A Gaivota

 

Uma gaivota passeia por cima das ondas encrespadas.

Pensava em quem poderia estar agora a olhar para a mesma gaivota, para o mesmo mar ou para o mesmo céu. Serei sozinho ou estarei acompanhado. Naturalmente sozinho, achei, afinal há coisas mais importantes para fazer.

Ia seguindo a gaivota e cada vez me parecia mais bela. Era diferente, de alguma forma, de todas as outras. Apesar de parecer tão normal como qualquer outra tinha qualquer coisa que a distinguia e que a tornava apaixonante. Segui-a durante horas até que deixei de a ver por detrás de uma rocha mais afoita que a escondeu no seu leito.

Levantei-me e dirigi-me para o exterior do castelo.

Lá fora uma criança pulava. Brincava com uma bola côr de mar, dando-lhe pontapés e fazendo-a voar como a gaivota, pairando no ar e voltando para os seus pézitos descalços.

Ao passar por ele, a sua voz acordou-me dos meus sonhos.

-          Olá. Queres jogar comigo? Se jogares conto-te uma história.

Já há tanto tempo que não me contavam histórias que decidi aceitar de imediato o enternecedor convite.

-          Claro que quero, mas só se a história valer mesmo a pena...

-          Tenho a certeza de que vais gostar – respondeu.

E sem mais perguntas lá fui jogando com a bola côr de mar sobre as pedras côr de prata.

-          Como te chamas – perguntei

-          João, e tu?

-          João, também. Não é engraçado?

Ele riu-se.

-          Queres-me ir contando a tua história?

-          Não, porque se eu acabar depois vais-te embora e já não queres brincar mais comigo.

-          Não sejas tonto, retorqui, claro que jogo. Porque achas que faria isso?

-          Porque os grandes são sempre assim...

-          Mas eu estou aqui contigo, não estou?

-          Sim, mas é só por causa da história.

-          Não. É porque gostei de ti.

-          Está bem, eu vou contar, mas depois não te vais embora.

-          Está bem – respondi com convicção.

-          Então é assim. “No reino das pedras vivia uma princesa muito linda. Era a mais linda de todas as meninas de todos os reinos. Um dia uma bruxa feia fez-lhe um feitiço e transformou-a numa gaivota. Depois disse-lhe: vais voar por cima de todos os mares e por de baixo de todos os céus. E só tornarás a ser princesa quando um homem se apaixonar por ti. Mas isso é impossível, retorquiu a princesa, como é que um Homem se apaixona por uma gaivota? A bruxa riu-se e fê-la voar e desaparecer por entre as nuvens escuras...”

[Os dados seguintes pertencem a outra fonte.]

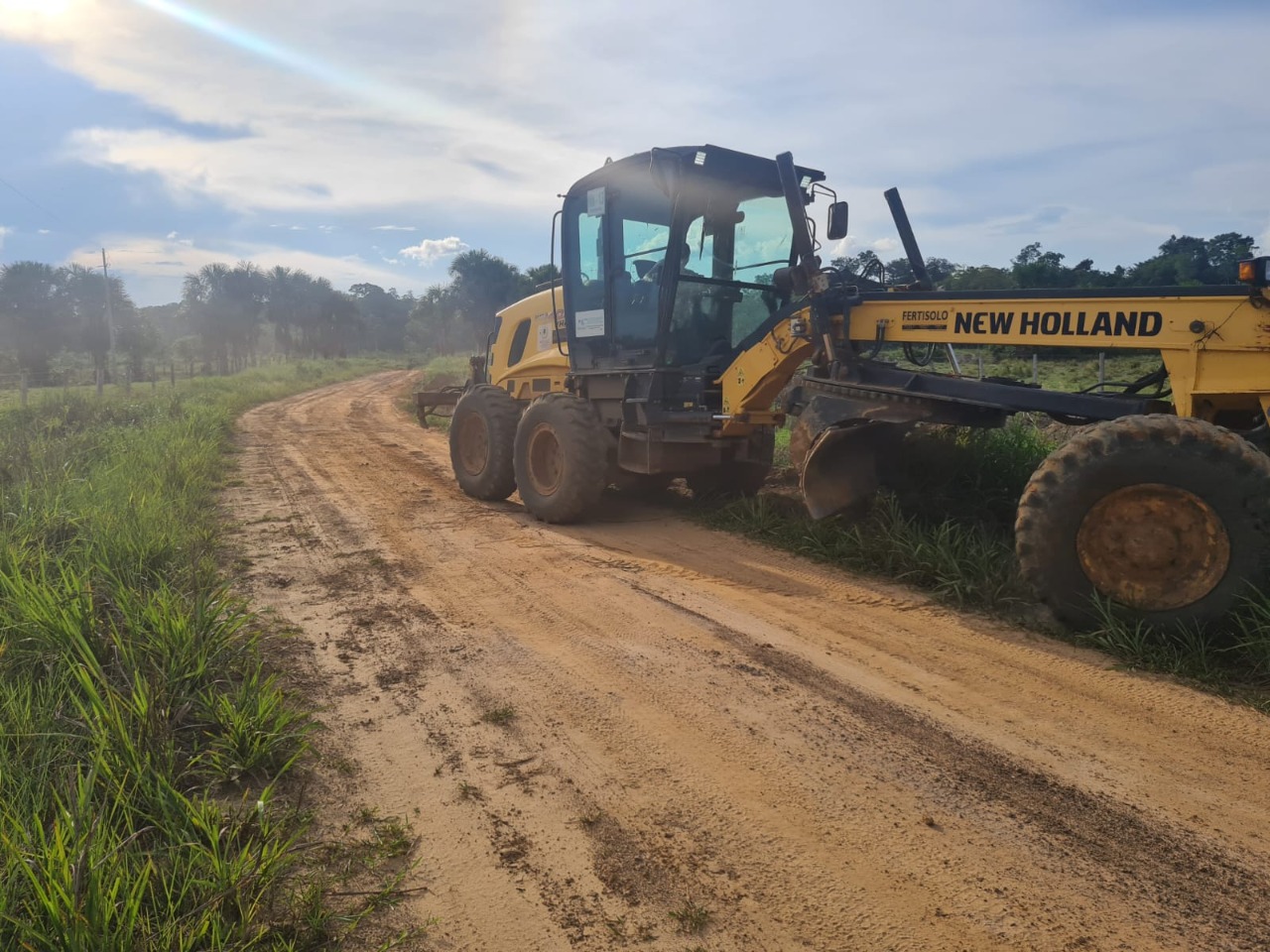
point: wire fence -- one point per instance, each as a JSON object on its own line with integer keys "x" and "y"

Nesta altura a bola pulou para o alto e ao chegar lá bem ao alto transformou-se em milhões de pétalas de rosa que caíram sobre a calçada, iluminando-a e tornando-a num maravilhoso manto vermelho. Foi então que uma menina, mais bela que a mais bela das mulheres que alguma vez existiu, apareceu, vinda do castelo. Ao passar por mim, beijou a minha face, agradeceu com uma vénia e desapareceu.

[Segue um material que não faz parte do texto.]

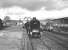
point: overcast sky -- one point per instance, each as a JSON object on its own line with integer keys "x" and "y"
{"x": 51, "y": 8}
{"x": 35, "y": 4}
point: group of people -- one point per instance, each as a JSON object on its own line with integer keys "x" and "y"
{"x": 33, "y": 24}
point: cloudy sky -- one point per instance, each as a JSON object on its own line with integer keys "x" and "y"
{"x": 39, "y": 8}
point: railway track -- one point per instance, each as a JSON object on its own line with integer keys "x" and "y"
{"x": 40, "y": 40}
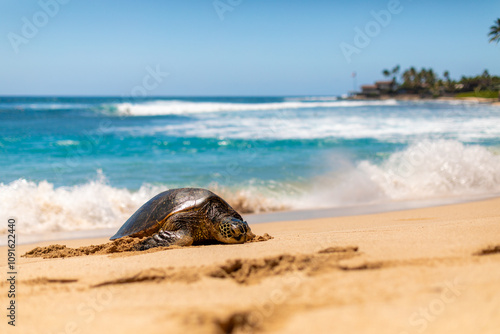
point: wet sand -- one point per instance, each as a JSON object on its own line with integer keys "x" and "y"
{"x": 432, "y": 270}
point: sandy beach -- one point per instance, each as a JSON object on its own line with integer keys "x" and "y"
{"x": 432, "y": 270}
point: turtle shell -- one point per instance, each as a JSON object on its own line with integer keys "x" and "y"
{"x": 147, "y": 218}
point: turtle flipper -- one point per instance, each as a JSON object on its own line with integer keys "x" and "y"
{"x": 165, "y": 238}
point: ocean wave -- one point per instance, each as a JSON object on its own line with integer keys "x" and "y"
{"x": 425, "y": 170}
{"x": 328, "y": 125}
{"x": 176, "y": 107}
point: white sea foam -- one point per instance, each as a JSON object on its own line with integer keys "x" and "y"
{"x": 176, "y": 107}
{"x": 330, "y": 125}
{"x": 425, "y": 170}
{"x": 428, "y": 169}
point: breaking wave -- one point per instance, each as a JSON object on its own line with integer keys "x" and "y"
{"x": 425, "y": 170}
{"x": 176, "y": 107}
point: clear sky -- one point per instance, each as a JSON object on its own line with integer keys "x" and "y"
{"x": 234, "y": 47}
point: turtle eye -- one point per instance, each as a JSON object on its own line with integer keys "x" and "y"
{"x": 236, "y": 230}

Ainda hoje guardo a recordação de seus lábios salgados na minha face enquanto uma criança pulava, lá ao longe, cantando uma canção de embalar, sobre as pedras côr de prata, cobertas daquele vermelho forte.

 

Todos os dias volto ao castelo, com a minha bola côr de mar, na esperança de voltar a encontrar uma criança ou uma gaivota, mas apenas encontro o mar e o céu que levam e voltam a trazer a minha bola côr de mar.